Documentation

Adaptive Harness Foundry

Most agent frameworks help you build agents. Adaptive Harness Foundry helps you prove they are getting better. It treats the harness around a Google ADK agent as a versioned artifact, benchmarks that artifact with deterministic evaluators, and only promotes a new candidate when the evidence says it improved without breaking safety or drifting into benchmark tricks.
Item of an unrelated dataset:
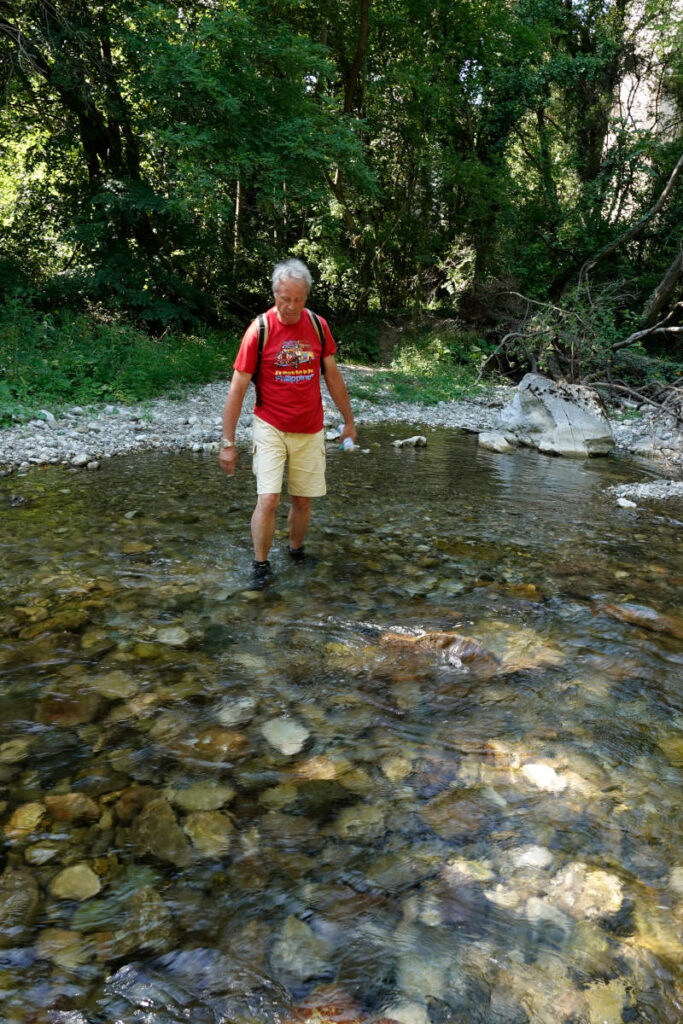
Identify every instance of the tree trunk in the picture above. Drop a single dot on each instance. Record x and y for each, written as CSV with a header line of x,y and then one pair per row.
x,y
664,293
The core claim is simple: if agent behavior lives in configuration instead of handwritten patchwork, you can evolve it safely. AHF keeps the Python runtime stable, applies only YAML or JSON harness patches, and leaves behind a full audit trail for every proposed change.

System At a Glance

flowchart LR
    O[Operator submits harness]
    C[Catalog stores versioned harness]
    R[Runtime compiles and runs ADK agent]
    T[Trace plane captures events]
    E[Evaluation scores traces]
    V[Evolution proposes bounded patch]
    G{Promotion gate passes?}
    P[Promote new active version]
    H[Keep prior version active]

    O --> C --> R --> T --> E --> V --> G
    G -->|Yes| P
    G -->|No| H
    P --> C

Why Teams Care

AHF is for teams that already know prompts and tools are not the hard part. The hard part is making changes in a way that can be reproduced, compared, and defended. Instead of asking whether an agent “felt better” in a demo, AHF records exactly what changed, what tasks improved, what regressed, and why promotion was allowed or denied.

Use Cases

Improve tool-calling policy without touching Python

A platform team wants to reduce unnecessary tool calls in a support agent. In AHF, the evolver proposes a config patch to the harness or to a task-family variant. The runtime stays the same, the benchmark reruns, and the promotion gate can reject the candidate if efficiency improves but correctness or safety drops.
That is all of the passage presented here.